Checklist de diagnóstico
- executar
cargo treepara reconhecer o grafo; - restringir ao pacote relevante com
-p; - usar
-ipara encontrar a origem da crate investigada; - informar
crate@versãoquando houver múltiplas linhas; - rodar
cargo tree -de classificar duplicidades; - inspecionar features com
-e features; - comparar configurações com e sem defaults quando necessário;
- verificar targets diferentes para dependências condicionais;
- revisar o diff da árvore antes e depois de atualizações;
- medir tamanho e performance com ferramentas próprias;
- rodar auditorias de segurança sobre o
Cargo.lock; - registrar o caminho causal na issue ou pull request.
cargo tree para carreira e portfólio Rust
Em projetos de portfólio, demonstre que você entende o ecossistema além de adicionar crates. Uma seção de arquitetura pode documentar:
- por que determinado backend TLS foi escolhido;
- como as features mantêm a biblioteca enxuta;
- qual dependência direta introduz componentes críticos;
- como a CI detecta advisories e duplicidades relevantes;
- por que uma versão duplicada foi aceita temporariamente;
- como uma atualização reduziu o grafo ou o tempo de build.
Esse repertório aparece em trabalho de backend, plataforma, segurança, embedded, WebAssembly, bibliotecas e developer tooling. Consulte as vagas Rust e observe como responsabilidades de build, CI, supply chain e performance se conectam ao código de produto.
Perguntas frequentes
Para que serve o cargo tree?
Ele imprime a resolução de dependências do Cargo em formato hierárquico. Isso inclui transitivas que não aparecem no manifesto do pacote e permite analisar versões, features e caminhos de dependência.
Como descobrir quem trouxe uma crate?
Use:
cargo tree -i nome-da-crate
Se houver mais de uma versão, consulte nome-da-crate@versão para separar os caminhos.
Como achar dependências duplicadas?
Execute cargo tree -d. Depois investigue cada versão com o modo invertido. A meta não é zerar o relatório a qualquer custo, mas entender se existe atualização ou ajuste de feature que converja o grafo com segurança.

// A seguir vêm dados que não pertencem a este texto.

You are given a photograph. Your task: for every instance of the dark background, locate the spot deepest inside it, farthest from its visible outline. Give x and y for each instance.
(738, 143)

Como ver features ativadas?
Use cargo tree -e features. Em workspaces, restrinja com -p para entender o pacote relevante e compare as configurações realmente suportadas.
cargo tree altera arquivos?
Não. Ele inspeciona o grafo resolvido. Mudanças acontecem quando você edita Cargo.toml, muda features ou atualiza o Cargo.lock.
Conclusão
cargo tree é o mapa do ecossistema que seu projeto realmente compila. Ele revela dependências transitivas, explica quem trouxe uma crate, mostra versões duplicadas e ajuda a rastrear features que expandiram o grafo.
Comece com três comandos:
cargo tree
cargo tree -i nome-da-crate
cargo tree -d
Depois restrinja por pacote, feature e target conforme a pergunta. Combine o resultado com cargo-outdated, auditorias, testes e medições de tamanho. Assim, decisões sobre dependências deixam de ser baseadas em suposição e passam a ter um caminho causal verificável no grafo do Cargo.